Ce dernier mécanisme, qui lie l‘excitation électrique de membrane de la fibre musculaire au processus d‘interaction des protéines contractiles lors de l‘activation, est étroitement contrôlé par l‘ion calcium. Ainsi, Payne et Delbono (2004) ont montré que la reséquestration du Ca2+

par le réticulum sarcoplasmique, mécanisme qui conduit à la relaxation musculaire, est fortement ralenti au cours du vieillissement.

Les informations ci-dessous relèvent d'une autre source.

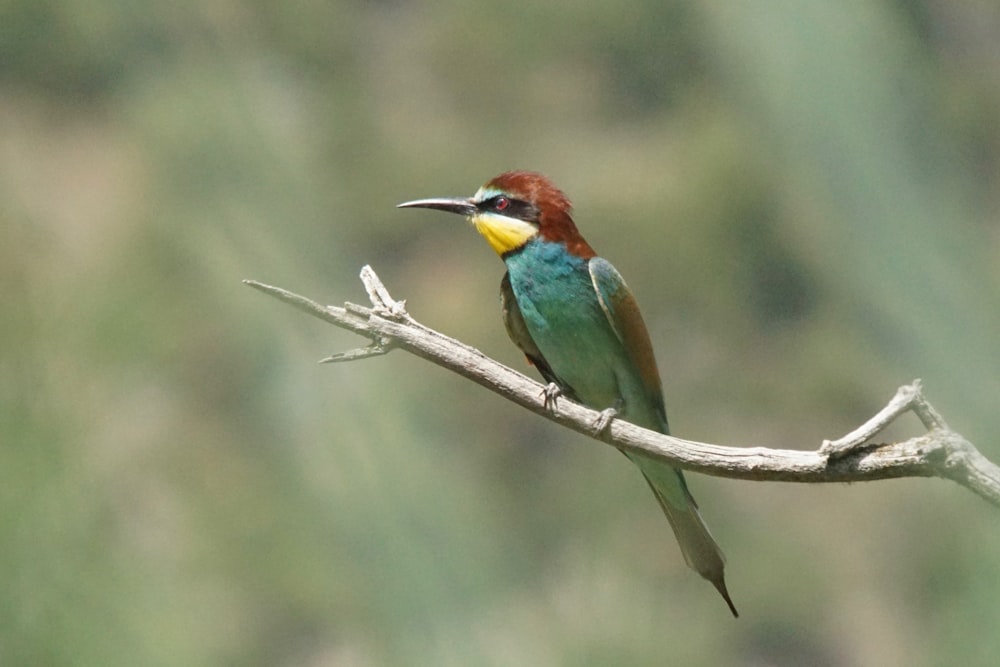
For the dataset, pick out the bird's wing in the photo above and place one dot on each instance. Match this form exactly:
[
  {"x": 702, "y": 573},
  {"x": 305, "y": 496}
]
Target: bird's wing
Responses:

I.3.C.d Coactivation musculaire antagoniste

Une coactivation musculaire antagoniste de faible intensité sous la dépendance de la commande nerveuse serait également susceptible de réduire la force développée ainsi que la précision des mouvements dynamiques. Cette coactivation assure une meilleure stabilité de l‘articulation et permet donc une meilleure action des muscles agonistes (Baratta et al. 1988). Le degré de coactivation est contrôlé par le système nerveux et varie en fonction de l‘intensité de la contraction agoniste, le régime de contraction, la position angulaire ainsi que la vitesse de mouvement (Kellis 1998). De nombreuses études ont montré que la coactivation est accrue au cours du vieillissement (Klein et al. 2001; Macaluso et al. 2002). L‘altération de la relaxation pourrait être en partie due à une baisse de la re-séquestration du calcium par le réticulum sarcoplasmique (Thompson 1994).

Synthèse

Outre la diminution de masse musculaire, la sénescence est associée à une réduction du nombre de motoneurones et à un profond remodelage de l'unité motrice. Malgré la plasticité du système nerveux, ces changements ont des implications fonctionnelles importantes sur le contrôle nerveux de la contraction musculaire. Une diminution des capacités de recrutement des unités motrices avec l'âge a été observée, mais les études sur ce sujet sont souvent contradictoires, car il apparait des variations en fonction de l'entraînement, du muscle testé et de l'activité physique habituelle. Par conséquent, une partie de la diminution de force, de puissance et la moindre précision des mouvements chez la personne âgée peuvent être dues à une activation inadéquate des muscles par le système nerveux.